P&W has been providing the PW127G engines to Airbus Defence and Space (ADS) since the C295 took its first flight in 1998 and since then we have shipped across more than 400 PW127G engines to ADS

As India ramps up to become a regional MRO hub, it is important to look at commonality between civil and defence aviation. We believe that commercial and defence MRO capabilities for India need not be taken in isolation – and only when taken together can they build the right synergy to help India meet its Atmanirbhar vision. Engine MRO is highly advanced, and specialised, and presents significant opportunities for advancement, collaboration and co-development to India, especially as it pursues its ambitions for an indigenous fighter engine.

Finally, while it builds upon the MRO infrastructure and investment, India should look at developing its training and skilling infrastructure in parallel. If we look at engine MRO, the complex expertise required has to be certified by international agencies before you can even get started on an engine.

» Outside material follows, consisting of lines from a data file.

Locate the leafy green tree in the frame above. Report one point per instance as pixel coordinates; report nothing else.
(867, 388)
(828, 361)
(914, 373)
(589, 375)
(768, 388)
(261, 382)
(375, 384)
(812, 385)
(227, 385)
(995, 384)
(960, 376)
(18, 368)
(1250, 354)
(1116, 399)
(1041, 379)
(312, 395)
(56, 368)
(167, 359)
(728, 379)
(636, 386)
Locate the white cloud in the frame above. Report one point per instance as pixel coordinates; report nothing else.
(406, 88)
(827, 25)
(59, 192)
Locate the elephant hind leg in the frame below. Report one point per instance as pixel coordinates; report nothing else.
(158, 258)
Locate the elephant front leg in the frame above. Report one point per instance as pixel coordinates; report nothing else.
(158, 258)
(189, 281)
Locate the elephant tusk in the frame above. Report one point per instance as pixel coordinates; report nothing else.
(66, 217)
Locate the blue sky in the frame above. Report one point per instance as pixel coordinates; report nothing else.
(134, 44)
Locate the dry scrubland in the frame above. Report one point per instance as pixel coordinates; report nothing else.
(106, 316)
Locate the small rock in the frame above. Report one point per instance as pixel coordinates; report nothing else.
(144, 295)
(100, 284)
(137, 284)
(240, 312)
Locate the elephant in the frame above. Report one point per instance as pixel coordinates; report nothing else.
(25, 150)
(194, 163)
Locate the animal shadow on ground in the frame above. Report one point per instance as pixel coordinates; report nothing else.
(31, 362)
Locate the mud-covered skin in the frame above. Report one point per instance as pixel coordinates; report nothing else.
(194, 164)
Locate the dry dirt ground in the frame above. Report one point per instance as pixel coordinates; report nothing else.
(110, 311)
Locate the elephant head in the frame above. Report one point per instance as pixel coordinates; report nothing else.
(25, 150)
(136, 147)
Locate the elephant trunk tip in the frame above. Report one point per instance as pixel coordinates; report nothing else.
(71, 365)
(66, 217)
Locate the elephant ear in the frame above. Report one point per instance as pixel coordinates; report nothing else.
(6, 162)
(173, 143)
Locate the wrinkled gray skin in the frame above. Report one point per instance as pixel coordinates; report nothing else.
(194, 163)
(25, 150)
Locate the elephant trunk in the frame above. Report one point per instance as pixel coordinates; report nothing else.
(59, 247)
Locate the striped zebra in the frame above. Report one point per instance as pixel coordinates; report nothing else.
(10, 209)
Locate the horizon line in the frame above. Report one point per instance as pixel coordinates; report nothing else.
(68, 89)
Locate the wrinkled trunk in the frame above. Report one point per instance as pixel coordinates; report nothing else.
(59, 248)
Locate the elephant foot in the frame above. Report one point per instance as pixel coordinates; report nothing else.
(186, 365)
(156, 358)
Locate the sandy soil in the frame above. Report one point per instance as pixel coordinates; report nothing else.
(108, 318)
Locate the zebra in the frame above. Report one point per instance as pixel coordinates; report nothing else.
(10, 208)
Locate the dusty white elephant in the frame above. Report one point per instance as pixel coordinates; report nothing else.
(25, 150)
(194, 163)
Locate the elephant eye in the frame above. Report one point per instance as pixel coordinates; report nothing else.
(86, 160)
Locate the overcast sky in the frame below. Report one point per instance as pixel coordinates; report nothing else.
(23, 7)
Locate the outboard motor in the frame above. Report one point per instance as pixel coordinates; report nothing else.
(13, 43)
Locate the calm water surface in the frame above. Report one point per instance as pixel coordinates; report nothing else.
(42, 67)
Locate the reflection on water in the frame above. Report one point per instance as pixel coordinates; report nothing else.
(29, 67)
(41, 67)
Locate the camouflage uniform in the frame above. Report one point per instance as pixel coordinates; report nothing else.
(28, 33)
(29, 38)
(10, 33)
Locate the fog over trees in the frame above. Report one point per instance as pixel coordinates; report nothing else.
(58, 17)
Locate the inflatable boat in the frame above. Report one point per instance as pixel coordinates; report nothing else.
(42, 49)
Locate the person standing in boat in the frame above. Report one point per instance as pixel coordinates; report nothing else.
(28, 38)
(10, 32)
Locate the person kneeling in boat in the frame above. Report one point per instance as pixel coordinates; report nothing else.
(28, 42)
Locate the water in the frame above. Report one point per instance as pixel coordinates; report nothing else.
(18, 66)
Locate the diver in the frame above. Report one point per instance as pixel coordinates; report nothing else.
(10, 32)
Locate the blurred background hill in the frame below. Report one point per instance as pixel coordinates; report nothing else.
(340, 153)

This makes skilling and training critical – and there is significant scope for synergizing civil and defence commonality here too.

For example, Pratt & Whitney’s state-of-the-art India Customer Training Centre in Hyderabad is equipped with actual aircraft engines (GTF and V2500), specialised and generalpurpose tooling, as well as advanced audio-visual teaching aids including “virtual reality” based demonstration systems. The center at Hyderabad has imparted 11,500 student days of training to over 39 operators representing over 27 nationalities since its launch. The world class India CTC at Hyderabad has the capabilities to train IAF’s frontline engineers on Pratt & Whitney engines. Aligned to government’s ‘Atmanirbhar Bharat’ vision, we have the required facilities and trained instructors to support this mission, in-country.

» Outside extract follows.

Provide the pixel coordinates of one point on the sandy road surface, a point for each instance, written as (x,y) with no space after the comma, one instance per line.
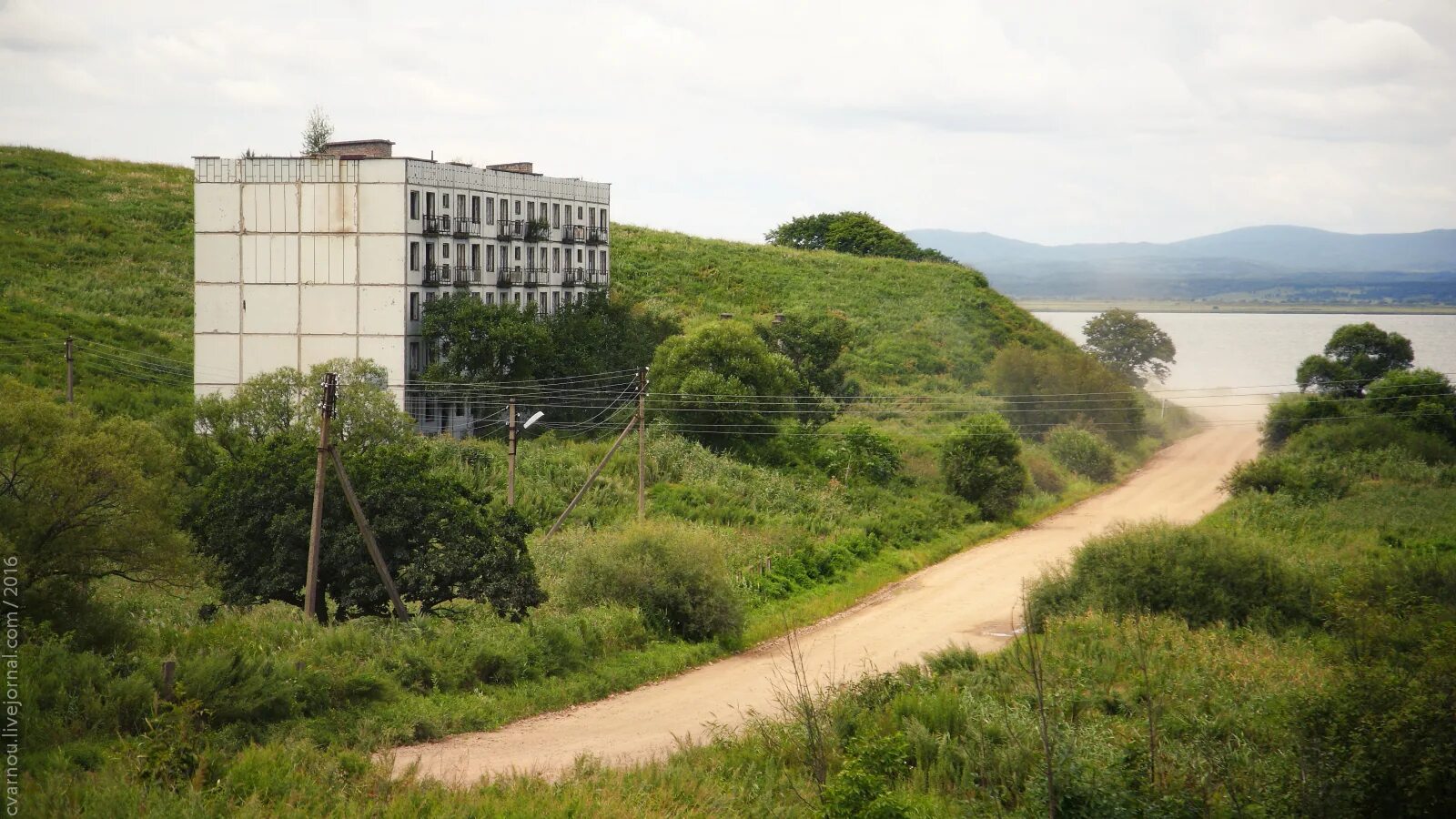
(967,599)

SP’s: The government is giving a significant push to Atmanirbhar Bharat initiative for the Indian defence manufacturing. How do you view this and how are you contributing?

Sethi: The Indian Government has taken multiple reforms and initiatives in the recent years to lead India on the path of selfreliance. P&W welcomes these reforms and is actively exploring new avenues to collaborate and contribute.

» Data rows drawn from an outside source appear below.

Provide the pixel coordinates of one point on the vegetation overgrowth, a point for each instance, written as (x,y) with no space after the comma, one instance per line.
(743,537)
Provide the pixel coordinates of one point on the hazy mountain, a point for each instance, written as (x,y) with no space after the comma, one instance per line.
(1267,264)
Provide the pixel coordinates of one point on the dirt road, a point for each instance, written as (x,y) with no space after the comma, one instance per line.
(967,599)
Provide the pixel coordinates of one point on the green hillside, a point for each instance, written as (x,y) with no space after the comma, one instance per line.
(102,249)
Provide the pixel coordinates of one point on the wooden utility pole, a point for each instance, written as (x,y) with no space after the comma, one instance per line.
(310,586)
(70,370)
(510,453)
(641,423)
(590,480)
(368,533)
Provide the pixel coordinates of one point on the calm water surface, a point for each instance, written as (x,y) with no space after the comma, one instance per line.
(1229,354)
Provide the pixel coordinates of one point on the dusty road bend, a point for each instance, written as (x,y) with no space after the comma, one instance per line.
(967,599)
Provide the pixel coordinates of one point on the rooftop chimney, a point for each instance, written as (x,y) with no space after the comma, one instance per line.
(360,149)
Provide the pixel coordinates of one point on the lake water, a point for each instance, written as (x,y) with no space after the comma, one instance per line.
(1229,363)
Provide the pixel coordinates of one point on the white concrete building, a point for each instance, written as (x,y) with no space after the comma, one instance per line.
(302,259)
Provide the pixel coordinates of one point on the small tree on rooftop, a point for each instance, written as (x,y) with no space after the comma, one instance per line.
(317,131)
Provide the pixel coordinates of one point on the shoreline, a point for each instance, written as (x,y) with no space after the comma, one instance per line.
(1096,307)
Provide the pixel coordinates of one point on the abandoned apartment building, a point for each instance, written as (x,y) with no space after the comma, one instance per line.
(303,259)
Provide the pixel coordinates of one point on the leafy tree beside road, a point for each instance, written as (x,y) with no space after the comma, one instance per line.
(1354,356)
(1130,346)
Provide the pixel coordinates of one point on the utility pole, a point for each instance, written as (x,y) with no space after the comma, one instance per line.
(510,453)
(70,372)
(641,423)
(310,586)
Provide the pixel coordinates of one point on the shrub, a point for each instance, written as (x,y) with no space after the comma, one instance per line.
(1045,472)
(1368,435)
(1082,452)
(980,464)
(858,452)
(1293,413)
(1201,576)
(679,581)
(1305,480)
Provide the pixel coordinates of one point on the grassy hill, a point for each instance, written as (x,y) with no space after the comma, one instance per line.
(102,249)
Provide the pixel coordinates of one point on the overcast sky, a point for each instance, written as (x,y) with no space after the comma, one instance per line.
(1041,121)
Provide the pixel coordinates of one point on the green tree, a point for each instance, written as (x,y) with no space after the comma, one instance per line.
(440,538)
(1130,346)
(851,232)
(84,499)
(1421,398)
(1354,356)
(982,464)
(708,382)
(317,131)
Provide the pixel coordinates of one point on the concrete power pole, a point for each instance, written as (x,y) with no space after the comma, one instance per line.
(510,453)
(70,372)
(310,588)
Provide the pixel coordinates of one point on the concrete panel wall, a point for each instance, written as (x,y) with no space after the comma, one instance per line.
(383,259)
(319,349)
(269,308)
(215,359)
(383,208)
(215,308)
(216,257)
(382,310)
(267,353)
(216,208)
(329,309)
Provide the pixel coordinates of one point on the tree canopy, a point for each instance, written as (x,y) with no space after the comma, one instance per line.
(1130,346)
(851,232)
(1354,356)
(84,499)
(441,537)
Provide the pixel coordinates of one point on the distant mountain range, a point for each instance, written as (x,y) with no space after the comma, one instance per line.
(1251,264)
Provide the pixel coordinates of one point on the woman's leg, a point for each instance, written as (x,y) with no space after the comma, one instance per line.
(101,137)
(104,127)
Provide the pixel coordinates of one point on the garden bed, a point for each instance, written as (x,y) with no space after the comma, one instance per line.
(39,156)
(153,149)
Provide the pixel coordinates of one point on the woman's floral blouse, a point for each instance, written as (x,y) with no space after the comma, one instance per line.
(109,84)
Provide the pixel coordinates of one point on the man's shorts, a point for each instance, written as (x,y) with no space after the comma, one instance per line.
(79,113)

Pratt & Whitney has already been an integral propulsion partner for India’s indigenous aircraft program such as the NAL-SARAS MKI. Pratt & Whitney and National Aeronautical Laboratory (NAL) have been working together for more than a decade on the development of NAL’s multirole light transport aircraft, SARAS. Our iconic PT6A turboprop engines have been selected by CSIR-NAL to power the aircraft which will have both military and civilian application. With over 200 engines in operation in India for 50 plus operators, PT6A has a strong support network in place and brings the advantage of cost-effectiveness and reliability to the indigenous NAL-SARAS.

Our ‘RTX Innovation Challenge’ in partnership with T-Hub, Hyderabad is encouraging start-ups to create next-gen aerospace solutions for India and the world – while our decade old R&D center at IISc, Bengaluru is engaged in top class research in the areas of advanced materials, gas turbine technologies, combustion, & mechanical design.

As India advances its modernisation and self-reliance in aerospace and defence, it needs to build ecosystems that focus not only on manufacturing–but also supply chain, scientific & engineering institutions, MRO, training and skilling. India needs to utilise its engineering and talent advantage and finally, encourage ‘commonality’ between defence and commercial aerospace.

With over 800 direct and indirect employees, a world-class customer training center, an advanced R&D center, and multiple engine maintenance facilities and as a large team of field service representatives–Pratt & Whitney is committed to meaningfully collaborating with India as it charts it self-reliance path. I am confident that we will be sharing more on our expanding in-country presence soon.